Cada vez que una noticia habla de sindicatos, aparece en los comentarios un calificativo que define el nivel de estupidez al que está llegando el debate público: “Comegambas”. He tratado de recordar las veces que he comido con un buen amigo (sindicalista durante muchos años), en busca de las famosas gambas, sin éxito. Incluso, pregunté a un miembro de la Ejecutiva estatal de un sindicato: “oye, ¿hacéis grandes comilonas los dirigentes sindicales?”. No le hizo gracia la pregunta, pero tampoco hubo gambas en su respuesta. Sorprendentemente (o no), los sindicalistas tienen los mismos y diversos gustos gastronómicos que el resto de la población.
Este es solo uno de los muchos bulos que rodean al sindicalismo, ese noble compromiso de luchar junto a otros compañeros de curro para mejorar nuestras condiciones de trabajo. Contrariamente a lo que suele afirmarse, por ejemplo, las subvenciones públicas representan una parte anecdótica de su financiación y -normalmente- destinada a programas finalistas. Al contrario que otras organizaciones, los sindicatos se autofinancian.
Sobre todo, con cuotas: CCOO, con cerca de 1,09 millones de afiliados, ingresó 137,4 millones en 2022 (84% de sus ingresos). UGT, con 985.730 afiliados, recaudó más de 120 millones (85%). Números que demuestran que son las mayores organizaciones del país.
Esos afiliados sacrifican su tiempo libre para pelear por nuestros derechos. Solo unos pocos en empresas medianas pueden usar esas “horas sindicales”, que no les libran de seguir teniendo que realizar su trabajo el resto de la jornada. Cuando son empresas grandes, es cuando varios sindicalistas que tienen “horas sindicales” las unifican para que una sola persona pueda estar “liberada”, es decir, dedicarse a jornada completa al trabajo sindical.
Esto no es un privilegio, sino el papel que les otorga la Constitución para que haya equilibrio entre trabajadores y empresarios, ya que la empresa ya tiene en nómina a responsables de “Recursos Humanos” o costosos despachos de abogados expertos en mandar gente a la calle e irse de rositas.

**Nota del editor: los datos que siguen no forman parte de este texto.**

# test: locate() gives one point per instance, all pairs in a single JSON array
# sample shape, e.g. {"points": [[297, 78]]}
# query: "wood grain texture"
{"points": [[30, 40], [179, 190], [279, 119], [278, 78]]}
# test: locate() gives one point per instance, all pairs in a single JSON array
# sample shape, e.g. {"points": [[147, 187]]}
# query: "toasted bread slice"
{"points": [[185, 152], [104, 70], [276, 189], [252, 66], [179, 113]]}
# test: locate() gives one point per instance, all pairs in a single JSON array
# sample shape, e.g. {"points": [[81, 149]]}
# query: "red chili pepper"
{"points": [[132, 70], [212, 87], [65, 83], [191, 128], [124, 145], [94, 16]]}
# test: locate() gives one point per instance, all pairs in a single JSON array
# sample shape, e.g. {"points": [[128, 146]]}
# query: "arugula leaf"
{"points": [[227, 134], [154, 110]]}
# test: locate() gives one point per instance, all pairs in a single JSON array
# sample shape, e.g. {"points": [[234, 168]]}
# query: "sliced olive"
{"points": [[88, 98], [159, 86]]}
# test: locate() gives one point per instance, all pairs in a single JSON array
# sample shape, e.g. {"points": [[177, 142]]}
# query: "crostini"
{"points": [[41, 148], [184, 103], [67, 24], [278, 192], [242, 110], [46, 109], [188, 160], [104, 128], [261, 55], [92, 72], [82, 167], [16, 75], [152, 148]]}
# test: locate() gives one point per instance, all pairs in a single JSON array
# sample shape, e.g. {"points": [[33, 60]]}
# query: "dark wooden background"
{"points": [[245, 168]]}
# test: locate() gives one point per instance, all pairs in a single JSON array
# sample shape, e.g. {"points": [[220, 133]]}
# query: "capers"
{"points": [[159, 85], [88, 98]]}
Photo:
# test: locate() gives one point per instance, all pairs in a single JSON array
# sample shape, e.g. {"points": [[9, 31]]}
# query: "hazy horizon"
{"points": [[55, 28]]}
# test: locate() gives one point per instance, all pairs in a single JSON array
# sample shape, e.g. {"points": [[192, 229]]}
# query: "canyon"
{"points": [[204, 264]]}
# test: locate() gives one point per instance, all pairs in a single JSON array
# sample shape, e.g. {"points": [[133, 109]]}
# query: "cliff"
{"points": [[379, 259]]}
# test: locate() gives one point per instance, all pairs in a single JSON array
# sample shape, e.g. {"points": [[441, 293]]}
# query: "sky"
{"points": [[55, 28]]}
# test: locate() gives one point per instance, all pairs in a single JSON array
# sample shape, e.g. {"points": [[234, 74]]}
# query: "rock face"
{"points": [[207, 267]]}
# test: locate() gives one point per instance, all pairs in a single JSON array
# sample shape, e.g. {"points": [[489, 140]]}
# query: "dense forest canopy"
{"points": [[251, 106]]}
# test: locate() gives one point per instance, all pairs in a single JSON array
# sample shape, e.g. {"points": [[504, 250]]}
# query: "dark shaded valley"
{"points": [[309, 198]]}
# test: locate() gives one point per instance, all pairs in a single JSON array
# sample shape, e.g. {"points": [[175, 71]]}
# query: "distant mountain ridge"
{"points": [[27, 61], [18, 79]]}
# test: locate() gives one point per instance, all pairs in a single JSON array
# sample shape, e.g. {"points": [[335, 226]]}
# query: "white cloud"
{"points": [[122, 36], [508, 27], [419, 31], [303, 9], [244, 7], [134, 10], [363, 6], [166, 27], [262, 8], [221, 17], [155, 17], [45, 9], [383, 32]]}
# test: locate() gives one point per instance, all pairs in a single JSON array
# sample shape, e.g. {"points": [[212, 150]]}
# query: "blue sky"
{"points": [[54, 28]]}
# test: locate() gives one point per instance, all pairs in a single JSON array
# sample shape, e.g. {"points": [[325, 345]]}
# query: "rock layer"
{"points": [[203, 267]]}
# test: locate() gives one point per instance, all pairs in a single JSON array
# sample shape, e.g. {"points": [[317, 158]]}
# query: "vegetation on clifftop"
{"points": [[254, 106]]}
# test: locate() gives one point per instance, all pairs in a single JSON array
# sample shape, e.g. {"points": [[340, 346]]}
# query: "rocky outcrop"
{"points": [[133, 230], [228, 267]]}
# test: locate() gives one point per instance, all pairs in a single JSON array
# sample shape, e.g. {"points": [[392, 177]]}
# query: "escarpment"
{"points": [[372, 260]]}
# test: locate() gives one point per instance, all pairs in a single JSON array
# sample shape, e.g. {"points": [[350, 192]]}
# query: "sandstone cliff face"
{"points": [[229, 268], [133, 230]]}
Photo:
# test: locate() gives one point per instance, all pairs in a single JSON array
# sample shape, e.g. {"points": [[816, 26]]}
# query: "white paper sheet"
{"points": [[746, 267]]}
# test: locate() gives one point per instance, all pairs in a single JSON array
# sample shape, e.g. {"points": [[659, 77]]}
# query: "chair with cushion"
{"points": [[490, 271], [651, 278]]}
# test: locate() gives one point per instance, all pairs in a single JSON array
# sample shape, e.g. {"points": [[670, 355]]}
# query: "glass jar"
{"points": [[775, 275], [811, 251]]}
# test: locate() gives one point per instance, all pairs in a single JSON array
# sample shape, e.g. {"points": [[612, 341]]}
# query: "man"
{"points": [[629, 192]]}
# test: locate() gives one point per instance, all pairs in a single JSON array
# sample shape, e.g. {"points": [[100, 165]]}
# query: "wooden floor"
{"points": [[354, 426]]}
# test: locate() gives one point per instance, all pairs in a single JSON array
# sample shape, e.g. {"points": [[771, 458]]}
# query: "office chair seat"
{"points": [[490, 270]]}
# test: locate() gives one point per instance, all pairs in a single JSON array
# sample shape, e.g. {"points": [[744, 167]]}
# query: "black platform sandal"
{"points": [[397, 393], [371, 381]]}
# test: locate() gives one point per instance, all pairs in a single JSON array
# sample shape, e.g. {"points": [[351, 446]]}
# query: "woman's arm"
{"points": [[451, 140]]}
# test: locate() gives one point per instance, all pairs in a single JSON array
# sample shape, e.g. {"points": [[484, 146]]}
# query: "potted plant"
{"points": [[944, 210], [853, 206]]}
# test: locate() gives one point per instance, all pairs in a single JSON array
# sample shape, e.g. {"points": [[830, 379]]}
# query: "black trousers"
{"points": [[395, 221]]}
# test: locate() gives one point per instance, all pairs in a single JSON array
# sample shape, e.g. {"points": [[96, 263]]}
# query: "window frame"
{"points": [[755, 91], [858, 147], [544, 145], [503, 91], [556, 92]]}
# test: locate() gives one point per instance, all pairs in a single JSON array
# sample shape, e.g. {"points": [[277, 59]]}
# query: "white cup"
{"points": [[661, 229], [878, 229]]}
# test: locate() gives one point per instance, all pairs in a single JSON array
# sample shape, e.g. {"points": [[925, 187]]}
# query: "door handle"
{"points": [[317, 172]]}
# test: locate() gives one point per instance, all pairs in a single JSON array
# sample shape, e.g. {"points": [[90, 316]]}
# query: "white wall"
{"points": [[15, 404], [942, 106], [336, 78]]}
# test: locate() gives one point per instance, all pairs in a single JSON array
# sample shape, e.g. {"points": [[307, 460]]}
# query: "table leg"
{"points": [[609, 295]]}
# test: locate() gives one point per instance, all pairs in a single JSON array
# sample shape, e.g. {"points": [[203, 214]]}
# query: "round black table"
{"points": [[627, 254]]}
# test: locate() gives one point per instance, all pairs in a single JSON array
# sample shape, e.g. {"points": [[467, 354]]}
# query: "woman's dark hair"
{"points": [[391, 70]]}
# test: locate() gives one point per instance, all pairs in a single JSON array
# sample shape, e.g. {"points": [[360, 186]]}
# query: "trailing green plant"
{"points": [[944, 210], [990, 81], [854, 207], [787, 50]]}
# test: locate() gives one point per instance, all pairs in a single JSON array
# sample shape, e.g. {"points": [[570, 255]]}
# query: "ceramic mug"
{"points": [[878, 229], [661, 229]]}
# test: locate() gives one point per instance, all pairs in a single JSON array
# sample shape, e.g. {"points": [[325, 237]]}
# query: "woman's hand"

No obstante, no reciben ni un euro por muchas funciones que se les han ido añadiendo, como la negociación de planes de igualdad o protocolos anti-acoso. Al contrario que en otros países, lo que negocian no protege solo a sus afiliados sino a la mayoría de trabajadores. Más nos valdría darles las gracias, porque nunca un derecho laboral se consiguió negociando individualmente con la empresa, sino que se hizo con la lucha y la unión de los trabajadores.